In the above algorithms it has been assumed that there is a single best path between any pair of nodes and that all traffic between them should use it. In many networks however there are several paths between pairs of nodes that are almost equally good. Sometimes in order to improve the performance multiple paths between single pair of nodes are used. This technique is called multipath routing or bifurcated routing. In this each node maintains a table with one row for each possible destination node. A row gives the best, second best, third best, etc outgoing line for that destination, together with a relative weight. Before forwarding a packet, the node generates a random number and then chooses among the alternatives, using the weights as probabilities.

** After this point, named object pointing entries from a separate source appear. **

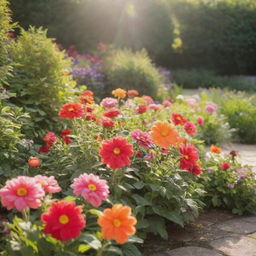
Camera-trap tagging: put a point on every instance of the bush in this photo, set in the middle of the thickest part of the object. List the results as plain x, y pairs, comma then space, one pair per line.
228, 184
5, 41
132, 71
200, 78
39, 80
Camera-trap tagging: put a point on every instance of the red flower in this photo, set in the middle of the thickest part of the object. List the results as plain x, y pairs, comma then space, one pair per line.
141, 109
63, 220
71, 110
190, 128
106, 122
44, 149
116, 152
111, 113
178, 119
49, 138
34, 162
224, 166
64, 135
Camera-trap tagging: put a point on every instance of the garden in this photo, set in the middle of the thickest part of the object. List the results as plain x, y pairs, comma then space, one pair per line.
103, 150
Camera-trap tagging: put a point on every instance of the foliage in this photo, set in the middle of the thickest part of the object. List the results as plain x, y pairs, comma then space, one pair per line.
132, 71
200, 78
233, 188
38, 82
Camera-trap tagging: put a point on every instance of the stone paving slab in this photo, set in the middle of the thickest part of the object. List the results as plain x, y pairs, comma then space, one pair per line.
235, 246
190, 251
238, 226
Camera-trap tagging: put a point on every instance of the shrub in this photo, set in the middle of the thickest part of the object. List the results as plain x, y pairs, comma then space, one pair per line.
132, 71
39, 80
229, 184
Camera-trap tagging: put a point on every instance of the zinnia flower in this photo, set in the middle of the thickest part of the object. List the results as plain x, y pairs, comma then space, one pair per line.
109, 103
111, 113
34, 162
215, 149
142, 138
132, 93
141, 109
178, 119
106, 122
116, 152
21, 193
190, 128
117, 223
49, 184
164, 135
91, 188
71, 110
119, 93
63, 220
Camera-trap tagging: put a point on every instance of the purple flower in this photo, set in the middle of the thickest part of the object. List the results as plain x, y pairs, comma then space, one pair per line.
142, 138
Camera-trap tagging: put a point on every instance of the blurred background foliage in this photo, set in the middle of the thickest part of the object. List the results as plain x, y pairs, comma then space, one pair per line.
218, 35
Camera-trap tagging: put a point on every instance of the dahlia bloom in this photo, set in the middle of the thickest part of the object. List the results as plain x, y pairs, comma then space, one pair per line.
106, 122
132, 93
116, 152
71, 110
109, 103
91, 188
200, 120
50, 138
178, 119
164, 135
119, 93
21, 193
190, 128
215, 149
63, 220
34, 162
141, 109
211, 107
117, 223
111, 113
49, 184
142, 138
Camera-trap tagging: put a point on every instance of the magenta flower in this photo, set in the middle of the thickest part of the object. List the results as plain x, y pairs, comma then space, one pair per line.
109, 102
49, 184
142, 138
91, 188
21, 193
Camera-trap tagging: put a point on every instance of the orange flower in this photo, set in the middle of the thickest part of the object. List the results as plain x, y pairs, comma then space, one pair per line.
164, 135
119, 93
117, 223
215, 149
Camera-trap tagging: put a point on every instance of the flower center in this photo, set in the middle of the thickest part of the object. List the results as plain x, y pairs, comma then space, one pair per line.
63, 219
22, 191
116, 151
164, 133
92, 187
117, 223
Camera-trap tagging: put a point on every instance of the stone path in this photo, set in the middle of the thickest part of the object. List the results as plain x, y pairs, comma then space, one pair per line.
215, 233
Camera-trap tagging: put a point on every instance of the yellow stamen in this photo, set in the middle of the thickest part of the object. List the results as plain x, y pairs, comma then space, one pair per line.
64, 219
22, 192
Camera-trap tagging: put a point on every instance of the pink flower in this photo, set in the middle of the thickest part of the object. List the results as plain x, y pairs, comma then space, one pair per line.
21, 193
190, 128
211, 107
142, 138
49, 184
109, 102
91, 188
200, 120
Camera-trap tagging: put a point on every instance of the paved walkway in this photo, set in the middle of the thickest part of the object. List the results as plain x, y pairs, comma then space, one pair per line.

The tables are worked out manually and loaded into the nodes before the network is brought up and not changed thereafter.

Hierarchical Routing

In this method of routing the nodes are divided into regions based on hierarchy. A particular node can communicate with nodes at the same hierarchial level or the nodes at a lower level and directly under it. Here, the path from any source to a destination is fixed and is exactly one if the heirarchy is a tree.